Ridge covered the 2015 general election as a senior political correspondent for Sky News, reporting on the Labour Party's campaign and conducting interviews with party members. Her exclusives during this time included Ed Miliband's resignation as leader of the Labour Party following the result of that general election and Jeremy Corbyn's victory in the subsequent Labour Party leadership election.

In 2017 Ridge became the host of her own show, Sophy Ridge on Sunday. In the same year Ridge released her first book The Women Who Shaped Politics, a non-fiction book which discussed women's contribution to British politics. She also started writing columns in the tabloid newspaper Metro.

In 2022, she launched The Take with Sophy Ridge, a 30-minute discussion show based on the interviews that had featured in that week's edition. In 2024, she was involved in the 2024 general election coverage on Sky News.

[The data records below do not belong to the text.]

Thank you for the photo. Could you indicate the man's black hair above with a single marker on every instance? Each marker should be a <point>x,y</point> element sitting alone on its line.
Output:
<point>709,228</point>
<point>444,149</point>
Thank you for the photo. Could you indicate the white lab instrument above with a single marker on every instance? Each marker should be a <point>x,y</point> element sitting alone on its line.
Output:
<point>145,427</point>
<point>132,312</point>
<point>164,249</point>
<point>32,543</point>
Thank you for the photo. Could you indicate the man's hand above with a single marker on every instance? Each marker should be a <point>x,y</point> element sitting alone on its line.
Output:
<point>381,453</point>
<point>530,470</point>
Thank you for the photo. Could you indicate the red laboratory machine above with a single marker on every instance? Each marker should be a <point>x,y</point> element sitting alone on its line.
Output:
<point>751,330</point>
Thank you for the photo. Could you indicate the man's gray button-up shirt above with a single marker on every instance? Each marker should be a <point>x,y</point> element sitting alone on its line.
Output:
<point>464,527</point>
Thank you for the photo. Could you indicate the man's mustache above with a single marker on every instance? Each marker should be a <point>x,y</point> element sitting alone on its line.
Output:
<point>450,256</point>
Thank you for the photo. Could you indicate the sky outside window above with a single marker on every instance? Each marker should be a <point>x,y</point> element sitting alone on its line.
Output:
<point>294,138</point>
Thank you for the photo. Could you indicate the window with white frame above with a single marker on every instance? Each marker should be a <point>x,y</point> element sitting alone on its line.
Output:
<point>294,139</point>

She continued to present both programmes until July 2023 when it was announced that, from September 2023, she would present a new weeknight political programme for Sky News called Politics Hub. Her last day on Politics Hub was in October 2025. Ridge hosted the primetime show Politics Hub with Sophy Ridge for roughly two years, beginning in September 2023.

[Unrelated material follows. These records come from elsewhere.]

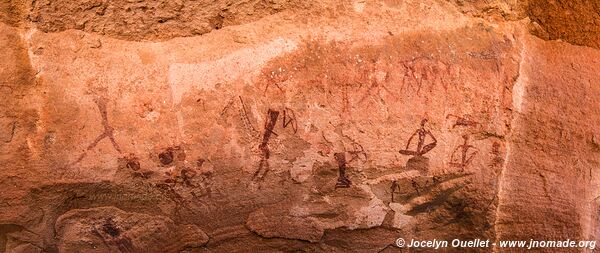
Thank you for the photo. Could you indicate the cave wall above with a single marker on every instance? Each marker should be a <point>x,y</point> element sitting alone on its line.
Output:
<point>270,126</point>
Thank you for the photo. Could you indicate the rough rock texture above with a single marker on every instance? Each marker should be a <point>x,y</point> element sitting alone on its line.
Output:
<point>295,126</point>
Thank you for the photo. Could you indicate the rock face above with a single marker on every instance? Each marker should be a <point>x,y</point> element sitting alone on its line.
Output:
<point>283,126</point>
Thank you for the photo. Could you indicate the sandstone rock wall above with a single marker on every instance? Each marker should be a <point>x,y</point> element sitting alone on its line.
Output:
<point>283,126</point>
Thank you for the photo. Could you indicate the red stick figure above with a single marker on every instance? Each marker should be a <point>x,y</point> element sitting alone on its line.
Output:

Ridge began presenting Sky News Breakfast in November 2025 alongside Wilfred Frost, who has been in the slot since the departure of Kay Burley in February 2025.

==Awards==
Ridge won the MHP Communications 30 to Watch award in 2012, and was shortlisted as Young Journalist of the Year in the Royal Television Society Awards in 2013. In 2016, she won an award for Broadcast Journalist of the Year at the Words by Women awards.

In March 2025, Ridge won the award for Network Presenter of the Year at the 2025 Royal Television Society Journalism Awards.

==Personal life==
Ridge has two children. She is a Sheffield Wednesday supporter.